The former NPR editor alleged politics also swayed the broadcaster’s early coverage of the COVID-19 pandemic, leading it to initially dismiss the possibility that the outbreak originated with a leak from a laboratory in China.

“The lab leak theory came in for rough treatment almost immediately, dismissed as racist or a right-wing conspiracy theory. Anthony Fauci and former NIH head Francis Collins, representing the public health establishment, were its most notable critics. And that was enough for NPR,” he wrote. “We became fervent members of Team Natural Origin, even declaring that the lab leak had been debunked by scientists. But that wasn’t the case.”

NPR’s Response

Following the publication of his critical essay, NPR announced it had given Mr. Berliner a five-day suspension, beginning on April 12, stating his opinion piece for The Free Press violated his contractual obligation to obtain permission before publishing content with another news publication. By April 17, Mr. Berliner had officially resigned from the publication.

“Questioning whether our people are serving our mission with integrity, based on little more than the recognition of their identity, is profoundly disrespectful, hurtful, and demeaning,” Ms.
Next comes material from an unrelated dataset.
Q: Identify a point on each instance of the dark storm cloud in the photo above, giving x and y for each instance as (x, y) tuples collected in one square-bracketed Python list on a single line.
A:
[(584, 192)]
Maher said in an April 12 statement without directly naming Mr. Berliner.

In an NPR article addressing Mr. Berliner’s criticisms, NPR investigative reporter Chiara Eisner said: “Minorities do not all think the same and do not report the same. Good reporters and editors should know that by now. It’s embarrassing to me as a reporter at NPR that a senior editor here missed that point in 2024.”

Ms. Eisner’s comments may have been in response to concerns Mr. Berliner raised about the lack of viewpoint-based diversity at NPR.

He also said, “Race and identity became paramount in nearly every aspect of the workplace” at NPR, with journalists asking everyone they interviewed their race, gender, and ethnicity and entering those details in a centralized database. He said NPR has also given its employees unconscious bias training sessions and implored employees to “start talking about race.” He said an NPR internal website also promoted internal company affinity groups based on racial and ethnic characteristics, with NPR officials describing these groups as a “great way to meet like-minded colleagues.”

While Mr. Berliner noted NPR’s focus on race, gender, and ethnicity, he said NPR leadership had not offered much response to numerous concerns he had raised about the diversity of viewpoints within the company. He noted that he looked at a sample of voter registrations at NPR’s Washington D.C. headquarters, finding 87 Democrats and zero Republicans working at that office.